2. Der Beschuldigte wird bestraft mit 12 Monaten Freiheitsstrafe.

3. Der Vollzug der Freiheitsstrafe wird aufgeschoben und die Probezeit auf

2 Jahre festgesetzt.

4. Das erstinstanzliche Kostendispositiv (Ziff. 4 und 5) wird bestätigt.

5. Die zweitinstanzliche Gerichtsgebühr wird festgesetzt auf:

Fr. 3'000.–; die weiteren Kosten betragen: Fr. 4'000.– amtliche Verteidigung.

6. Die Kosten des Berufungsverfahrens, mit Ausnahme der Kosten der amtlichen Verteidigung, werden dem Beschuldigten auferlegt. Die Kosten der amtlichen Verteidigung werden einstweilen auf die Gerichtskasse genommen. Die Rückzahlungspflicht des Beschuldigten bleibt gemäss Art. 135 Abs. 4 StPO vorbehalten.

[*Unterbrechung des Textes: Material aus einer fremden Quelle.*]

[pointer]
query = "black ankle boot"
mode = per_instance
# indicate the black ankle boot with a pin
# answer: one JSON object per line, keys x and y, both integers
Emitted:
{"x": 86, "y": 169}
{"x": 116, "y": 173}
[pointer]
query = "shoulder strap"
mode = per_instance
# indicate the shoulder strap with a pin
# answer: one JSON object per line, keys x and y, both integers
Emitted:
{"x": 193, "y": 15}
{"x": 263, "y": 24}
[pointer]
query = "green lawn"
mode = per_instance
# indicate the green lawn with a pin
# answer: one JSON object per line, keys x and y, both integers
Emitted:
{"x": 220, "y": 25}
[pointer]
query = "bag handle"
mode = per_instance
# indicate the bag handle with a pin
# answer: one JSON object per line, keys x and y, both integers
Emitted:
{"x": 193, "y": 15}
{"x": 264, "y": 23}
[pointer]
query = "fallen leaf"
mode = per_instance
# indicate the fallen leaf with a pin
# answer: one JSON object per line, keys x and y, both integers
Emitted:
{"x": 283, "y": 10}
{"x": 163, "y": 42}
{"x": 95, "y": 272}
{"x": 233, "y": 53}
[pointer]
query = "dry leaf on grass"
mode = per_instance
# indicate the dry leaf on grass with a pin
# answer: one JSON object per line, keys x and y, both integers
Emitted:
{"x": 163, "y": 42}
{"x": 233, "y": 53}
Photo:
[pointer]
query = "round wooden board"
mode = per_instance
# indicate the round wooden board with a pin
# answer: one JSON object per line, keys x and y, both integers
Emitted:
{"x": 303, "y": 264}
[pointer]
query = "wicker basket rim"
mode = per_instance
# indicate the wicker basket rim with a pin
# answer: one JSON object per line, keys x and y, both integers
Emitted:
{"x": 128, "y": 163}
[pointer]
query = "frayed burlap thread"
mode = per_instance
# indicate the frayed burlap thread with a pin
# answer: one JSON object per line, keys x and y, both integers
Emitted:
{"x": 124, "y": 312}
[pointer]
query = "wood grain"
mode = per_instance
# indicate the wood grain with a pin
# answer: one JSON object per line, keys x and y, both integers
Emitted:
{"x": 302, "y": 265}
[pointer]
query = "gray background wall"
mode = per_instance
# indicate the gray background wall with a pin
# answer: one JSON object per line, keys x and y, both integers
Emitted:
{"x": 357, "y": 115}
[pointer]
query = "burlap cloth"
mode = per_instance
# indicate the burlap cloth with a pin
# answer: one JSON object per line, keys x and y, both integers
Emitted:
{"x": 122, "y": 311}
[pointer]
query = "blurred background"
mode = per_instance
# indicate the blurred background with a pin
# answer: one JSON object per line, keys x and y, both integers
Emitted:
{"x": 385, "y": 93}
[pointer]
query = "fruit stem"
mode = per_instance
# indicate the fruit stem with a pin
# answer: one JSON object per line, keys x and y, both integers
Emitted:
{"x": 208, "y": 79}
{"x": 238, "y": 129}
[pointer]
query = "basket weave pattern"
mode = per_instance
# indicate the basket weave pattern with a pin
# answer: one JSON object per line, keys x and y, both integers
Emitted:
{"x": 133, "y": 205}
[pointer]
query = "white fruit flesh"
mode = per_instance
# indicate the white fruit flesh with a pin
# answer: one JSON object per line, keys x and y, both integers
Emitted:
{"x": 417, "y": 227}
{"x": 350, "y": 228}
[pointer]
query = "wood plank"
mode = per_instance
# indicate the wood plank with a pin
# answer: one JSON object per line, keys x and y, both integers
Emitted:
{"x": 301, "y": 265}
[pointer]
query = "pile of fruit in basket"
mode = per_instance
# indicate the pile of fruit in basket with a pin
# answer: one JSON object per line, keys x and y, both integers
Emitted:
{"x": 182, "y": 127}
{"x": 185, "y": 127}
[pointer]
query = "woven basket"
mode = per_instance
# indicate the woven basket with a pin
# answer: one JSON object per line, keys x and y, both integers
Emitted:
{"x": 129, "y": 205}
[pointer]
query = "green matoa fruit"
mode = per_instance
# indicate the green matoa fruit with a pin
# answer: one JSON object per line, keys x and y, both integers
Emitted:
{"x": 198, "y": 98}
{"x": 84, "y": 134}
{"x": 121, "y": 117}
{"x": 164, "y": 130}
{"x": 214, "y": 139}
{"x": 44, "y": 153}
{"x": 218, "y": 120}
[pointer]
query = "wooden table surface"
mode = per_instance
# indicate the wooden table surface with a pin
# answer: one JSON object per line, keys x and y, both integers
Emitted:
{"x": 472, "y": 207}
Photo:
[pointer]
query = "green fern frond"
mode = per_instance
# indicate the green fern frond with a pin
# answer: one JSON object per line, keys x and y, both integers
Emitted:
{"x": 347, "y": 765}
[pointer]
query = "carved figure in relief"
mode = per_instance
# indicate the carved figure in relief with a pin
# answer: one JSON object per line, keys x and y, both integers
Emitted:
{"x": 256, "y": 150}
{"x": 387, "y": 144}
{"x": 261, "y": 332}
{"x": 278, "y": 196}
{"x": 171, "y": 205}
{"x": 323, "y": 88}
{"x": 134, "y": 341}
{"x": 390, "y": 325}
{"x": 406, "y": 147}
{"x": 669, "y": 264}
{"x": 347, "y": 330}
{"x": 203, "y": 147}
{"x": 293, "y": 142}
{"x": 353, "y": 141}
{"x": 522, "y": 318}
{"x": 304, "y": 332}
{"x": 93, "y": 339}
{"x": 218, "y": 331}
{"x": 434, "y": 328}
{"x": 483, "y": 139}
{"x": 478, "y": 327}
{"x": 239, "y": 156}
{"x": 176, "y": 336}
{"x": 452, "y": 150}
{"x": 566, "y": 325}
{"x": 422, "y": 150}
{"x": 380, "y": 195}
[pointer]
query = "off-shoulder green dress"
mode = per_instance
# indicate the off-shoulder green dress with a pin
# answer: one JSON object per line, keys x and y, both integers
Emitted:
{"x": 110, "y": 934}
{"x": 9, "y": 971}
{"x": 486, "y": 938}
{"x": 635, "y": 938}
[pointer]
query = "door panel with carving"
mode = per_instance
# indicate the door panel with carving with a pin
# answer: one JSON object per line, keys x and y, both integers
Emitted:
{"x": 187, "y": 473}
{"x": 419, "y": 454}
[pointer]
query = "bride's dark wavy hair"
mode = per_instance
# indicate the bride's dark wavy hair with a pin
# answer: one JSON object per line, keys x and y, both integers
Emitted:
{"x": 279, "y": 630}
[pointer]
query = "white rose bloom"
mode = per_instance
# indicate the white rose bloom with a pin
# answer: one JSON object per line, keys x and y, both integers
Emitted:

7. Mündliche Eröffnung und schriftliche Mitteilung im Dispositiv an

− die amtliche Verteidigung im Doppel für sich und zuhanden des Beschuldigten (übergeben) − die Staatsanwaltschaft Winterthur/Unterland (versandt)

sowie in vollständiger Ausfertigung an

− die amtliche Verteidigung im Doppel für sich und zuhanden des Beschuldigten − die Staatsanwaltschaft Winterthur/Unterland

und nach unbenütztem Ablauf der Rechtsmittelfrist bzw. Erledigung allfälliger Rechtsmittel an

− die Vorinstanz − das Migrationsamt des Kantons Zürich

− das Strassenverkehrsamt des Kantons Zürich, Abteilung Administrativmassnahmen, 8090 Zürich (PIN …) − die Koordinationsstelle VOSTRA/DNA mit Formular A.

8. Gegen diesen Entscheid kann bundesrechtliche Beschwerde in Strafsachen erhoben werden.

Die Beschwerde ist innert 30 Tagen, von der Zustellung der vollständigen, begründeten Ausfertigung an gerechnet, bei der Strafrechtlichen Abteilung des Bundesgerichtes (1000 Lausanne 14) in der in Art. 42 des Bundesgerichtsgesetzes vorgeschriebenen Weise schriftlich einzureichen.

Die Beschwerdelegitimation und die weiteren Beschwerdevoraussetzungen richten sich nach den massgeblichen Bestimmungen des Bundesgerichtsgesetzes.

Obergericht des Kantons Zürich I. Strafkammer

Zürich, 9. Mai 2022

Der Präsident: Die Gerichtsschreiberin:

lic. iur. B. Gut MLaw T. Künzle

Zur Beachtung:

Der/die Verurteilte wird auf die Folgen der Nichtbewährung während der Probezeit aufmerksam gemacht:

Wurde der Vollzug einer Geldstrafe unter Ansetzung einer Probezeit aufgeschoben, muss sie vorerst nicht bezahlt werden. Bewährt sich der/die Verurteilte bis zum Ablauf der Probezeit, muss er/sie die Geldstrafe definitiv nicht mehr bezahlen (Art. 45 StGB); Analoges gilt für die bedingte Freiheitsstrafe.

Eine bedingte Strafe bzw. der bedingte Teil einer Strafe kann im Übrigen vollzogen werden (Art. 46 Abs. 1 bzw. Abs. 4 StGB),

- wenn der/die Verurteilte während der Probezeit ein Verbrechen oder Vergehen begeht, - wenn der/die Verurteilte sich der Bewährungshilfe entzieht oder die Weisungen missachtet.